Redefinition of the crater-density and absolute-age boundaries for the chronostratigraphic system of Mars

For the boundaries of each chronostratigraphic epoch on Mars, we present systematically derived crater-size frequencies based on crater counts of geologic referent surfaces and three proposed “standard” crater size–frequency production distributions as defined by (a) a simple −2 power law, (b) Neukum and Ivanov, (c) Hartmann. In turn, these crater count values are converted to model-absolute ages based on the inferred cratering rate histories. We present a new boundary definition for the Late Hesperian–Early Amazonian transition. Our fitting of crater size–frequency distributions to the chronostratigraphic record of Mars permits the assignment of cumulative counts of craters down to 100 m, 1 km, 2 km, 5 km, and 16 km diameters to martian epochs. Due to differences in the “standard” crater size–frequency production distributions, a generalized crater-density-based definition to the chronostratigraphic system cannot be provided.

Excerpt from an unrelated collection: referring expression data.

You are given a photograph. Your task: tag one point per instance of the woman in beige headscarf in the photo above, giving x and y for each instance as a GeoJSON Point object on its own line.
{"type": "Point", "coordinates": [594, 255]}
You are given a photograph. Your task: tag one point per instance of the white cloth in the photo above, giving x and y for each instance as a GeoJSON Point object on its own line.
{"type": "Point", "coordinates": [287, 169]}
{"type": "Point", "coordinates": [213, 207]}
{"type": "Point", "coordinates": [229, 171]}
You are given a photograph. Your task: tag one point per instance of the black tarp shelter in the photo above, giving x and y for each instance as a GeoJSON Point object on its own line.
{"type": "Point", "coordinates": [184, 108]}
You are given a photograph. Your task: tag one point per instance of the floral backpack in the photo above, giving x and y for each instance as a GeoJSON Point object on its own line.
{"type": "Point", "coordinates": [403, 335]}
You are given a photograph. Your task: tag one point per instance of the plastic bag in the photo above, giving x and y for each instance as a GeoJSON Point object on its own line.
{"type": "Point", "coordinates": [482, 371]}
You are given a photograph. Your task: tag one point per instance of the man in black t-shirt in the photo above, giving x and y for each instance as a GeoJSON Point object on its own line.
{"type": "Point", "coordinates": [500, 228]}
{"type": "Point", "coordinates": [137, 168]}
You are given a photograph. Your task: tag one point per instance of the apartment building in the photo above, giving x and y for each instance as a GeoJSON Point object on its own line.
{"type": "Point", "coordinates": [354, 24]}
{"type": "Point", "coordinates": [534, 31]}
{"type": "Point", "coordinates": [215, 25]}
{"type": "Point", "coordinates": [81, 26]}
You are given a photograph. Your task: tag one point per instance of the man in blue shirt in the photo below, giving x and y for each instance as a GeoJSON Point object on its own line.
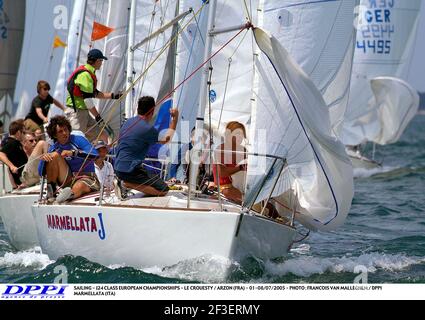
{"type": "Point", "coordinates": [137, 135]}
{"type": "Point", "coordinates": [69, 162]}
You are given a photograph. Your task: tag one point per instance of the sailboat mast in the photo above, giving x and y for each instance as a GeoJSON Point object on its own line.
{"type": "Point", "coordinates": [130, 59]}
{"type": "Point", "coordinates": [204, 94]}
{"type": "Point", "coordinates": [83, 22]}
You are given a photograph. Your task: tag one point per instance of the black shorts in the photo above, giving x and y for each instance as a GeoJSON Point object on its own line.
{"type": "Point", "coordinates": [142, 177]}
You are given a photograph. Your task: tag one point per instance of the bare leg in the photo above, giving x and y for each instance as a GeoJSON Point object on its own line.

For the diameter range used for the boundary definitions, the resulting model absolute age fits vary within 1.5% for a given set of production function and chronology model ages. Crater distributions translated to absolute ages utilizing different curve descriptions can result in absolute age differences exceeding 10%.

► We present systematically derived crater-size frequencies for all chronostratigraphic boundaries.
► We present a new boundary definition for the Late Hesperian–Early Amazonian transition.
► We infer model-absolute ages for all boundaries.
► Mixed chronometer schemes lead to significant errors in the chronostratigraphic assignment of surface units.